Fortunately, there is common agreement between these two models about what practices are expected at each level. Here, we adopt a 1-5 numbering scheme as this is more consistent with the original and most well-known maturity model, CMMI.

The Five Levels

Level 1: Ad-Hoc Usage

At this level, an organization has ad hoc or informal practices for managing open source software. There is no formal policy or process in place for managing open source software, and its use is left up to individual developers. The organization has limited visibility into open source use and does not keep track of the software used.

Level 2: Compliant Usage

At this level, an organization has established some practices for managing open source software. The organization has some visibility into open source use and there are limited controls in place to manage open source software and to ensure compliance with licenses.

Level 3: Contribution

At this level, an organization has established proactive practices for managing open source software. The organization has a comprehensive policy in place for managing open source software, and it is consistently applied across the organization. The organization has a comprehensive inventory of open source software in use and manages it effectively. The organisation will begin to contribute to existing open source projects that it finds strategically useful. That is, becoming part of the open source community.

Level 4: Engagement & Hosting

At this level, an organization has a well-managed process for open source software. Open source is culturally embedded in the organisation and its value is understood. At this level the organisation itself is hosting and maintaining software projects that they have open-sourced.

Level 5: Leadership & Strategic Advantage

At this level, an organization has an optimized process for managing open source software.
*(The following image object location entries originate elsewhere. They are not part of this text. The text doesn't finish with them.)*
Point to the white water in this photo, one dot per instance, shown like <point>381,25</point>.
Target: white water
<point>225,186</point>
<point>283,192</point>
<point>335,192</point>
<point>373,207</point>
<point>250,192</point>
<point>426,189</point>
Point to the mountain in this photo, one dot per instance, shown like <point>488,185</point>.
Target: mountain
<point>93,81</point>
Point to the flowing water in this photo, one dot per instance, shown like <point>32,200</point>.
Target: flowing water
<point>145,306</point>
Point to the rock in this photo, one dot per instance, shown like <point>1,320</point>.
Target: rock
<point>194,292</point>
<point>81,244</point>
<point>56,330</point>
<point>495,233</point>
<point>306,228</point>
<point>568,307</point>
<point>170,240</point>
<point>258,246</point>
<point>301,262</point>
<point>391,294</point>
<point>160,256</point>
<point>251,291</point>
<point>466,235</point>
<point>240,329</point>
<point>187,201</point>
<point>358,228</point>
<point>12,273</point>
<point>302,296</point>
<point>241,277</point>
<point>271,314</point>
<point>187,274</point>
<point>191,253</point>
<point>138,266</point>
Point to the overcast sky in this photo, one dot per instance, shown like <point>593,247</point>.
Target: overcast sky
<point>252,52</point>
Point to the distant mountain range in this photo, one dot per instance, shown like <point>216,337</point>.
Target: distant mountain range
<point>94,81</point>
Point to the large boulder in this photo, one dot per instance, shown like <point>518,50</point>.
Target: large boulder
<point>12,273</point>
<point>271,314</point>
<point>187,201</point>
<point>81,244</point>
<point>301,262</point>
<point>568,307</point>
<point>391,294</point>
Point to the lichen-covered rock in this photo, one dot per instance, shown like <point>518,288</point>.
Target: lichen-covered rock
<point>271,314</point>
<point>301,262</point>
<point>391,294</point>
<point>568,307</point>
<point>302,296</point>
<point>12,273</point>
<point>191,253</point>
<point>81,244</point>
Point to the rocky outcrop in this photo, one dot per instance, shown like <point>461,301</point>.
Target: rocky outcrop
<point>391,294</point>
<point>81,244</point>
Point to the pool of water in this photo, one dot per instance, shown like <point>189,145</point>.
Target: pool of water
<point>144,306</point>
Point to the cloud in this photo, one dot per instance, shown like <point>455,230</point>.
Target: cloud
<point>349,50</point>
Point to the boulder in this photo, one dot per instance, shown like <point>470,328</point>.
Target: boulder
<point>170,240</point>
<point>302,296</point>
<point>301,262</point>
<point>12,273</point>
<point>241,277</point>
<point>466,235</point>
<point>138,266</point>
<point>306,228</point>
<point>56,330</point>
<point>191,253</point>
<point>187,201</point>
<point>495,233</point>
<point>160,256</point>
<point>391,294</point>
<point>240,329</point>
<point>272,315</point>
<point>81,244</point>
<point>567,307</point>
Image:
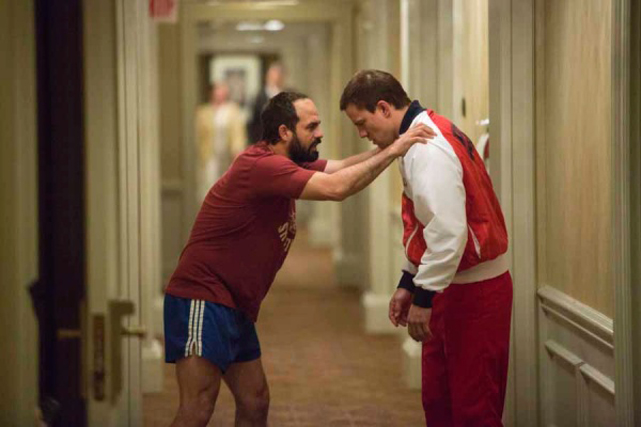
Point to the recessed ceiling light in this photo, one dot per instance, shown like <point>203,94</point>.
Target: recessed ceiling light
<point>274,25</point>
<point>249,26</point>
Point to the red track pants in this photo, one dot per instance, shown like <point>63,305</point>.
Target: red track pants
<point>465,362</point>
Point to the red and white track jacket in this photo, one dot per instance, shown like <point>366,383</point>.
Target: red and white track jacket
<point>454,231</point>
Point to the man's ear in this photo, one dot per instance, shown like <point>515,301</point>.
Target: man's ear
<point>385,108</point>
<point>284,133</point>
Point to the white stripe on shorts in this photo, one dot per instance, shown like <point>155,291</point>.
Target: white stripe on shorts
<point>191,324</point>
<point>200,328</point>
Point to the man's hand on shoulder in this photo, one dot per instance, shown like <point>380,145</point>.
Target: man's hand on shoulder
<point>418,323</point>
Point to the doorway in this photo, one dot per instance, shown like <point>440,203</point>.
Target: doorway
<point>59,293</point>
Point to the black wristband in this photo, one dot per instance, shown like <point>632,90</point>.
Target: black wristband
<point>407,282</point>
<point>423,297</point>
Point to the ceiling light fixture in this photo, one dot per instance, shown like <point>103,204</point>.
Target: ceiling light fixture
<point>274,25</point>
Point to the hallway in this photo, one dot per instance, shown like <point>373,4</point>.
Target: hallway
<point>322,369</point>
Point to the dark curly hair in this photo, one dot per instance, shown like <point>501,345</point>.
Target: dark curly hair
<point>280,110</point>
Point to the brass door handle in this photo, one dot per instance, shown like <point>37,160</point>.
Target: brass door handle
<point>139,331</point>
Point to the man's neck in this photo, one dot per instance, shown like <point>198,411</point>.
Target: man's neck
<point>278,148</point>
<point>398,116</point>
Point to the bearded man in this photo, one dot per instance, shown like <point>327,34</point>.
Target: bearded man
<point>238,243</point>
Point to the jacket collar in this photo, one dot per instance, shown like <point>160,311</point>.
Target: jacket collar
<point>414,110</point>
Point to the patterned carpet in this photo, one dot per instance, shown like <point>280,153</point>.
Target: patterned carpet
<point>322,369</point>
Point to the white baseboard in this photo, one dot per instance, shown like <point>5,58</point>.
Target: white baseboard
<point>152,366</point>
<point>412,352</point>
<point>376,314</point>
<point>348,270</point>
<point>577,364</point>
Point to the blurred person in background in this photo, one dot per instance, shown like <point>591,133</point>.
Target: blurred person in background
<point>274,84</point>
<point>455,293</point>
<point>220,136</point>
<point>239,241</point>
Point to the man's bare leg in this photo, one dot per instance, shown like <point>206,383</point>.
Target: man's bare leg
<point>199,384</point>
<point>248,384</point>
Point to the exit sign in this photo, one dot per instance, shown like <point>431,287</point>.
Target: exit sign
<point>164,10</point>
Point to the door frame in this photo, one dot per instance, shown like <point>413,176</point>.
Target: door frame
<point>512,95</point>
<point>61,288</point>
<point>512,118</point>
<point>122,204</point>
<point>622,153</point>
<point>635,194</point>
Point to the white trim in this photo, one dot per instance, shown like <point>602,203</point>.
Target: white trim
<point>621,268</point>
<point>412,363</point>
<point>376,307</point>
<point>635,193</point>
<point>597,377</point>
<point>578,315</point>
<point>523,207</point>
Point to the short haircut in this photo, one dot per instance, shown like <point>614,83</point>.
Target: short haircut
<point>280,110</point>
<point>367,87</point>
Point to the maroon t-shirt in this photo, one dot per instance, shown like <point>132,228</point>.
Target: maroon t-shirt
<point>243,231</point>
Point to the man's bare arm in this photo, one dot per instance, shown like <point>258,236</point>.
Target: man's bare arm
<point>346,182</point>
<point>336,165</point>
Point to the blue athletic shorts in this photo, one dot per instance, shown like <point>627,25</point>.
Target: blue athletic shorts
<point>218,333</point>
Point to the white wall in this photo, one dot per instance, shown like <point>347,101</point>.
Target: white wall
<point>18,207</point>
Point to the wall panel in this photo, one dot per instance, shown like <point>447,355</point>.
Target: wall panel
<point>574,176</point>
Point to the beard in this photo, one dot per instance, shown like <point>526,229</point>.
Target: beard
<point>299,154</point>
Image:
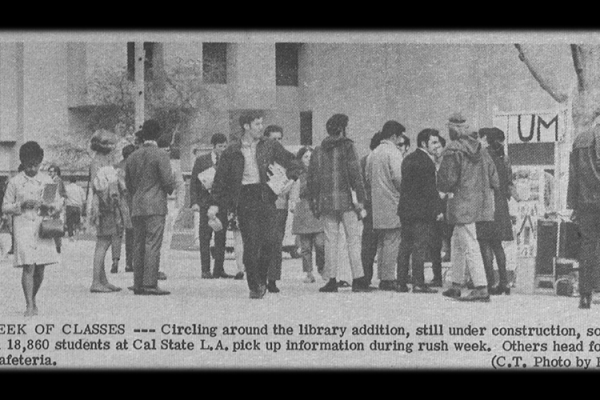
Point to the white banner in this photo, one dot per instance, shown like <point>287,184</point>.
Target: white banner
<point>544,127</point>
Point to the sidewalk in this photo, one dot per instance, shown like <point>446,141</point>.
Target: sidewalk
<point>65,298</point>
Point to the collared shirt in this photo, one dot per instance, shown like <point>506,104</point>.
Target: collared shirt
<point>75,195</point>
<point>429,155</point>
<point>22,188</point>
<point>251,174</point>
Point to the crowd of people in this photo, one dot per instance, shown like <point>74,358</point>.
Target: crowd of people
<point>395,206</point>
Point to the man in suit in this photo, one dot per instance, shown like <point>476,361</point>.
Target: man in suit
<point>200,201</point>
<point>383,173</point>
<point>369,239</point>
<point>275,132</point>
<point>149,180</point>
<point>419,208</point>
<point>242,184</point>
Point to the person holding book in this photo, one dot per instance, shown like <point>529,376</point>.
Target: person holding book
<point>26,201</point>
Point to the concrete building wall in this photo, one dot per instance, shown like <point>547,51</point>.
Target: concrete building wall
<point>45,91</point>
<point>11,100</point>
<point>416,84</point>
<point>420,85</point>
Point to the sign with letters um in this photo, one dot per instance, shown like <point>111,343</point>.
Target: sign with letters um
<point>533,127</point>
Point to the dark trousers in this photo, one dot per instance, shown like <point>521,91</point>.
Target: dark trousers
<point>205,233</point>
<point>147,239</point>
<point>256,215</point>
<point>368,250</point>
<point>414,239</point>
<point>307,242</point>
<point>129,247</point>
<point>73,219</point>
<point>274,273</point>
<point>589,255</point>
<point>489,249</point>
<point>115,244</point>
<point>440,231</point>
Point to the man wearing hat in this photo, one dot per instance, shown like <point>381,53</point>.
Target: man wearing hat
<point>149,180</point>
<point>468,174</point>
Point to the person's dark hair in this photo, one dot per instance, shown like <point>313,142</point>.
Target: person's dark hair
<point>103,142</point>
<point>217,138</point>
<point>303,151</point>
<point>492,134</point>
<point>406,140</point>
<point>425,135</point>
<point>127,150</point>
<point>392,128</point>
<point>164,141</point>
<point>248,116</point>
<point>56,169</point>
<point>336,124</point>
<point>375,141</point>
<point>273,128</point>
<point>495,137</point>
<point>31,153</point>
<point>151,130</point>
<point>442,141</point>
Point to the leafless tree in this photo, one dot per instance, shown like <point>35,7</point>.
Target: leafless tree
<point>585,98</point>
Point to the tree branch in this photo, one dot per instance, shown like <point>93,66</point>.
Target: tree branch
<point>559,97</point>
<point>576,54</point>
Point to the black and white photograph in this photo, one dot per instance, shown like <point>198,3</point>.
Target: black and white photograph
<point>299,200</point>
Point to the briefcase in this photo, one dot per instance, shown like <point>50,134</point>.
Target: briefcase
<point>52,228</point>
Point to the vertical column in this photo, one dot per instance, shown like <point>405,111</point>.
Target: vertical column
<point>10,69</point>
<point>252,84</point>
<point>140,56</point>
<point>76,74</point>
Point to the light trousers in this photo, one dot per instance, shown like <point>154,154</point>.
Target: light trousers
<point>172,213</point>
<point>388,245</point>
<point>333,223</point>
<point>466,256</point>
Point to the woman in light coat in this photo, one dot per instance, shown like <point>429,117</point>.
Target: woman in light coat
<point>308,228</point>
<point>24,200</point>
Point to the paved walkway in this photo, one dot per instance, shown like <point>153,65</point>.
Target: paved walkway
<point>65,299</point>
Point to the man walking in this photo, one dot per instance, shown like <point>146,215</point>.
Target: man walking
<point>419,209</point>
<point>242,184</point>
<point>583,197</point>
<point>333,176</point>
<point>74,203</point>
<point>384,173</point>
<point>468,173</point>
<point>149,180</point>
<point>369,238</point>
<point>200,195</point>
<point>275,132</point>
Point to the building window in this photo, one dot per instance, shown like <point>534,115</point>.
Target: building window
<point>306,128</point>
<point>148,61</point>
<point>286,64</point>
<point>214,62</point>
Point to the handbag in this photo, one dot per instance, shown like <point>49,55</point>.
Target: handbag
<point>52,228</point>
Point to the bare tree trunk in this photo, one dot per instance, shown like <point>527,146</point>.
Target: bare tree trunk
<point>544,82</point>
<point>586,99</point>
<point>586,96</point>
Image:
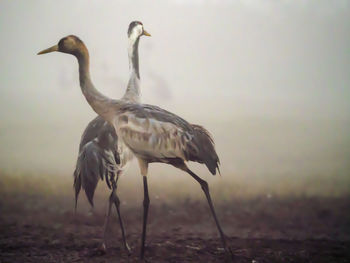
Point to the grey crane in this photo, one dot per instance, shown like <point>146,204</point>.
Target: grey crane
<point>99,156</point>
<point>151,133</point>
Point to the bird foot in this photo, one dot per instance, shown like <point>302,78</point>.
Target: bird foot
<point>229,256</point>
<point>102,249</point>
<point>127,248</point>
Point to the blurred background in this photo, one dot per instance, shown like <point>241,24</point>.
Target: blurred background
<point>270,80</point>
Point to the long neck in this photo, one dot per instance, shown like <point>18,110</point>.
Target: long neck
<point>133,91</point>
<point>101,104</point>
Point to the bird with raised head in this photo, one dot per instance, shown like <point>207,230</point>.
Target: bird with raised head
<point>149,132</point>
<point>99,155</point>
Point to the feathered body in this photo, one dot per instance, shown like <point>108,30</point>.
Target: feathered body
<point>156,135</point>
<point>149,132</point>
<point>100,155</point>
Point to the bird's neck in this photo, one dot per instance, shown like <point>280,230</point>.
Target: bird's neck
<point>133,91</point>
<point>100,103</point>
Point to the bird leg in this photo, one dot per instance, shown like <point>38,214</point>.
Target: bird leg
<point>205,189</point>
<point>117,206</point>
<point>110,202</point>
<point>114,199</point>
<point>145,215</point>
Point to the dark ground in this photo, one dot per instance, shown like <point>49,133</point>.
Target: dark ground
<point>37,228</point>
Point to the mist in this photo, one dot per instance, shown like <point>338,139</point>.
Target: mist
<point>270,80</point>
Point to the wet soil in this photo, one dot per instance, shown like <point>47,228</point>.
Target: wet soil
<point>40,229</point>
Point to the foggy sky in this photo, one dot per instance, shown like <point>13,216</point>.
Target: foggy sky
<point>270,79</point>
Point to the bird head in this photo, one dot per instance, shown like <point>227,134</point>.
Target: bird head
<point>136,30</point>
<point>70,44</point>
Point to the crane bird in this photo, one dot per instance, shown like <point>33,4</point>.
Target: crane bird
<point>99,155</point>
<point>151,133</point>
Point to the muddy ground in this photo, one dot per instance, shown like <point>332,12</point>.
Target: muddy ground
<point>44,228</point>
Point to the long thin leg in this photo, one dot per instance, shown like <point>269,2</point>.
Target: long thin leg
<point>117,204</point>
<point>105,227</point>
<point>205,189</point>
<point>145,215</point>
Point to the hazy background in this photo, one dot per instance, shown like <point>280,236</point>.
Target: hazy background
<point>269,79</point>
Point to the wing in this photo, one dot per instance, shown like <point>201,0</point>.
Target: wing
<point>98,157</point>
<point>91,131</point>
<point>157,135</point>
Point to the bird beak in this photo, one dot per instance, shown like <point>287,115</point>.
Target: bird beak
<point>145,33</point>
<point>48,50</point>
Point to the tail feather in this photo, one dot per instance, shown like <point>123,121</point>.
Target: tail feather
<point>92,165</point>
<point>206,149</point>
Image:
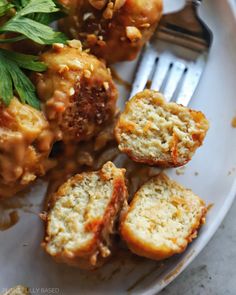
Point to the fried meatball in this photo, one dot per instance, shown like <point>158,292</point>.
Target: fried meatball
<point>77,91</point>
<point>153,131</point>
<point>25,143</point>
<point>114,30</point>
<point>162,219</point>
<point>81,221</point>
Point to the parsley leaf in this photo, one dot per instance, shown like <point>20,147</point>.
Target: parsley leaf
<point>11,76</point>
<point>33,30</point>
<point>4,7</point>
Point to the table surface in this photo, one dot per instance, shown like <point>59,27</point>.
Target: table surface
<point>213,272</point>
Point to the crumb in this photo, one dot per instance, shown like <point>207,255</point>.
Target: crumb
<point>180,171</point>
<point>209,207</point>
<point>233,122</point>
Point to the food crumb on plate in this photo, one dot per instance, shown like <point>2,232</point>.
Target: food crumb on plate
<point>180,171</point>
<point>233,122</point>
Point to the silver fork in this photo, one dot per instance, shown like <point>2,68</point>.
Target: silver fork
<point>174,59</point>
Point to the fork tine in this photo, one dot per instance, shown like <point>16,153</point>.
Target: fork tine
<point>176,73</point>
<point>147,61</point>
<point>161,71</point>
<point>191,80</point>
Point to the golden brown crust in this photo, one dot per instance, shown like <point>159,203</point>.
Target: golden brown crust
<point>91,255</point>
<point>167,159</point>
<point>77,91</point>
<point>142,247</point>
<point>114,30</point>
<point>25,143</point>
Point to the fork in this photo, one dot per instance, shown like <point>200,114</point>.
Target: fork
<point>174,60</point>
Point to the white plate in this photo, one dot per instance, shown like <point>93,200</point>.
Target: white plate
<point>22,261</point>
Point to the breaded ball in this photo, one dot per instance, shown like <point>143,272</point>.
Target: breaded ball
<point>155,132</point>
<point>114,30</point>
<point>80,224</point>
<point>162,219</point>
<point>77,91</point>
<point>25,143</point>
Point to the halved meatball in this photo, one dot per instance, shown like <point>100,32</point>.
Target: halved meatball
<point>82,217</point>
<point>159,133</point>
<point>25,143</point>
<point>77,91</point>
<point>114,30</point>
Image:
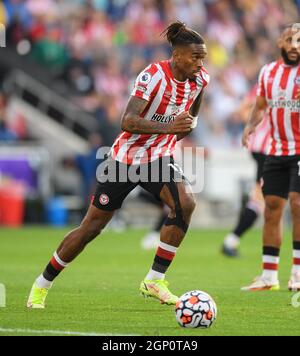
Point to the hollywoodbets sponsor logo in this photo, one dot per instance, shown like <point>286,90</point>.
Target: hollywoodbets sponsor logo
<point>293,105</point>
<point>163,119</point>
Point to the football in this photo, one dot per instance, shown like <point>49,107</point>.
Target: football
<point>196,309</point>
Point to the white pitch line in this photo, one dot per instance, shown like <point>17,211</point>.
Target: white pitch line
<point>56,332</point>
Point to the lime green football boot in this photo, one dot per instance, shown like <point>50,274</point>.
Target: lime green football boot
<point>36,299</point>
<point>158,289</point>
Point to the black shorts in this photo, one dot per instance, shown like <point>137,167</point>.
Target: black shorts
<point>117,180</point>
<point>281,175</point>
<point>260,160</point>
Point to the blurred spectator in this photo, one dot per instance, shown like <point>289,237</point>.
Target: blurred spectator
<point>5,133</point>
<point>99,47</point>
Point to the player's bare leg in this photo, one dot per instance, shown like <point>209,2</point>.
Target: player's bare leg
<point>272,239</point>
<point>294,282</point>
<point>73,243</point>
<point>172,234</point>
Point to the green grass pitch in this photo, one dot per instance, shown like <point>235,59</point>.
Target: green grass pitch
<point>98,292</point>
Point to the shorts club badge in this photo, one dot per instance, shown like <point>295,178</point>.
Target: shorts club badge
<point>104,199</point>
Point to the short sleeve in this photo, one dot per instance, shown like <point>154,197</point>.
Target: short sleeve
<point>261,91</point>
<point>146,83</point>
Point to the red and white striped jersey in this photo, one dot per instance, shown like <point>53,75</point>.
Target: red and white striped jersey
<point>279,83</point>
<point>259,142</point>
<point>167,98</point>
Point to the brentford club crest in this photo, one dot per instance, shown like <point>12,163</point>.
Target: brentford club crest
<point>104,199</point>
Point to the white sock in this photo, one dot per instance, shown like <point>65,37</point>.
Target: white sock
<point>231,241</point>
<point>270,267</point>
<point>296,269</point>
<point>270,275</point>
<point>154,275</point>
<point>296,261</point>
<point>42,282</point>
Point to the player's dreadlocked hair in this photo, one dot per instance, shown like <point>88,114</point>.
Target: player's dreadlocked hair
<point>179,35</point>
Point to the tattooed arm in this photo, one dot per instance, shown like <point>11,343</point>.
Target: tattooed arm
<point>194,112</point>
<point>132,121</point>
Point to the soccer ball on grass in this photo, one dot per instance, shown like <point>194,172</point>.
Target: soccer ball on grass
<point>195,309</point>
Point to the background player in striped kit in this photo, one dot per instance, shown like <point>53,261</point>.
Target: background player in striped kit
<point>278,96</point>
<point>258,146</point>
<point>163,109</point>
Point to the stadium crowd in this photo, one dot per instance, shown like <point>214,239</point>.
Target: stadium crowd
<point>99,46</point>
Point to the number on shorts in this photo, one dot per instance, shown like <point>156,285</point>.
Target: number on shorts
<point>178,169</point>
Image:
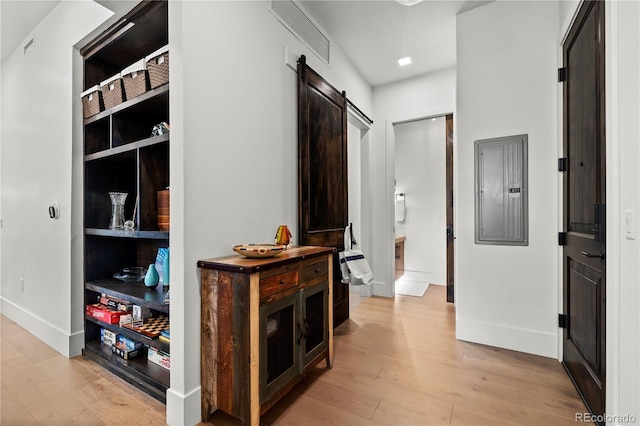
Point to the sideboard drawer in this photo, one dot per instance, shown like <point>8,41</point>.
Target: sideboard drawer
<point>277,283</point>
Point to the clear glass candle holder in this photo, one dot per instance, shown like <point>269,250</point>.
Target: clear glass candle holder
<point>117,209</point>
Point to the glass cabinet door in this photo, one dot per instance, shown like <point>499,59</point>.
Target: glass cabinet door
<point>278,344</point>
<point>315,333</point>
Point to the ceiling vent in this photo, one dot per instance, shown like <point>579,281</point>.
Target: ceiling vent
<point>296,21</point>
<point>29,46</point>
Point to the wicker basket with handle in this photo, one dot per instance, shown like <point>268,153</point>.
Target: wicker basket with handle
<point>135,79</point>
<point>158,67</point>
<point>92,101</point>
<point>112,91</point>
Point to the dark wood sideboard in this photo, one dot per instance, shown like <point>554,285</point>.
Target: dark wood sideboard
<point>265,322</point>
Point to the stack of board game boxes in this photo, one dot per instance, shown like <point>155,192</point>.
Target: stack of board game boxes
<point>122,313</point>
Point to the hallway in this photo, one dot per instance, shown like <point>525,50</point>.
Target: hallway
<point>396,362</point>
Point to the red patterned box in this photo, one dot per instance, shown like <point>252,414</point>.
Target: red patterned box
<point>102,313</point>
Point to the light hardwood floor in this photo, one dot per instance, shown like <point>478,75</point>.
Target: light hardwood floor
<point>396,363</point>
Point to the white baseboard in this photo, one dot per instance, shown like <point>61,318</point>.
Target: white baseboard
<point>69,345</point>
<point>183,410</point>
<point>501,336</point>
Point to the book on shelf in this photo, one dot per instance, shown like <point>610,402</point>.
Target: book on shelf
<point>159,357</point>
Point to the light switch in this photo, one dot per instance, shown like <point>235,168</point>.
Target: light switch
<point>630,224</point>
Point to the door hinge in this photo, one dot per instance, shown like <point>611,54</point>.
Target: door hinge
<point>562,238</point>
<point>562,321</point>
<point>562,164</point>
<point>562,74</point>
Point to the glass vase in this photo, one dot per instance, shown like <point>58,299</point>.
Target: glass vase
<point>117,209</point>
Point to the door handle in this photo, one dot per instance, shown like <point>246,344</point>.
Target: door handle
<point>592,256</point>
<point>450,233</point>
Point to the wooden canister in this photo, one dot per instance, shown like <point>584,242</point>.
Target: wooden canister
<point>163,210</point>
The organization has a continuous improvement process in place for open source software management, and it is well integrated with the overall software development process. The organization also has a strategy for consuming open source, contributing to open source software projects and engaging with the open source community.

Measuring Levels

Each level of the Open Source Maturity Model corresponds to a different set of activities. And, each activity is associated with a single maturity level.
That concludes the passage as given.